The gymnastic wheel – is a very simple, but at the same time highly efficient simulator. Its main purpose is to strengthen the press. This device has almost no competitors, as it gives the maximum load on the abdominal muscles. Exercises with a wheel for the press will be able to perform even a beginner, and the result will manifest itself in a relatively short time.

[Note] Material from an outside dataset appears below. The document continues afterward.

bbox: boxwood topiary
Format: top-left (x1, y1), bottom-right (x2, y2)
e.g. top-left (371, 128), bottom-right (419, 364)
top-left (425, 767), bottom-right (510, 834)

AB ROLL SS WITH REVERSE CHEST FLYE
AB ROLL SS WITH REVERSE CHEST FLYE

🔥 How to pump up the press wheel

  1. Before the start of classes, dress in clothes that do not hinder movement. Put something soft on the floor – it can be a special rubber mat.
  2. Before doing exercises with a wheel for the press, be sure to warm up. In this case, aerobic exercises will warm up your muscles perfectly, preparing them for active training.
  3. A prerequisite is to observe the correct breathing rhythm. When the body bends, inhale, returning to its original position, exhale the air as much as possible. Each exercise must be repeated 10-15 times.
REVERSE CHEST FLYE
REVERSE CHEST FLYE

🔥 HOW TO:

  • Stand on your knees in our case, we will fix the wheel between the feet and take dumbbells in our hands to load the pectoral muscles. Lean on the dumbbell with your hands and try to gently spread your arms to the sides and legs back at the expense of the wheel back and forth. Tilt the body forward as far as possible, then return to the starting position.
  • Lie on your stomach and on your outstretched arms with the help of dumbbells, stretch forward. Transfer the load to the dumbbells and, without bending your arms, pull them towards you. Do not tear off your legs and bend. After a break, repeat.